Depuis lors, le besoin de préserver la cohésion nationale s'est fait à ce point ressentir que l'on a institué une multitude de dispositifs – censés remplacer le service national en tant que pierre angulaire de notre engagement citoyen – pour permettre aux jeunes de s'investir en tant que volontaires. Or force est de constater que, si le projet de service civique proposé aujourd'hui rassemble au-delà des frontières partisanes, si chacun s'accorde à considérer qu'il pourrait permettre de recréer les conditions du brassage de toute une classe d'âge, d'améliorer le sens du civisme et de renforcer la cohésion nationale, il vaut mieux le prendre pour ce qu'il est, et non pour ce qu'il aurait pu être.
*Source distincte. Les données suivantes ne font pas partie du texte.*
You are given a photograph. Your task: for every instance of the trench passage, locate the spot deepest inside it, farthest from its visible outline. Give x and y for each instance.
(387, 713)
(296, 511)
Il semble en effet difficile de parler de projet structurant pour l'ensemble de la société quand l'ambition affichée est de ne toucher que 10 % d'une classe d'âge. Je crains, de plus, que toutes les leçons de l'échec relatif du service civil n'aient pas été tirées. Il faudrait ainsi prendre en considération les problématiques de financement. Celles de communication ne sont pas moins importantes : quelques annonces en cours d'instruction civique ou lors de la journée de défense et de citoyenneté ne feront, au mieux, que placer les jeunes dans l'état passif de celui qui reçoit une foule d'informations. Le risque reste grand de n'attirer vers ce nouveau dispositif qu'une certaine catégorie de jeunes : les mieux informés, les mieux conseillés, les plus diplômés, ceux-là mêmes qui furent concernés par le service civil volontaire.
À défaut de pouvoir parler de réussite quantitative, nous allons donc devoir mettre l'accent sur l'aspect qualitatif et veiller à ce que le choix des projets par l'Agence du service civique se fasse dans les conditions les plus strictes. À cet égard, je ne peux que me féliciter que les domaines de la défense, de la sécurité, de la prévention et de la sécurité civile fassent partie des champs du service civique.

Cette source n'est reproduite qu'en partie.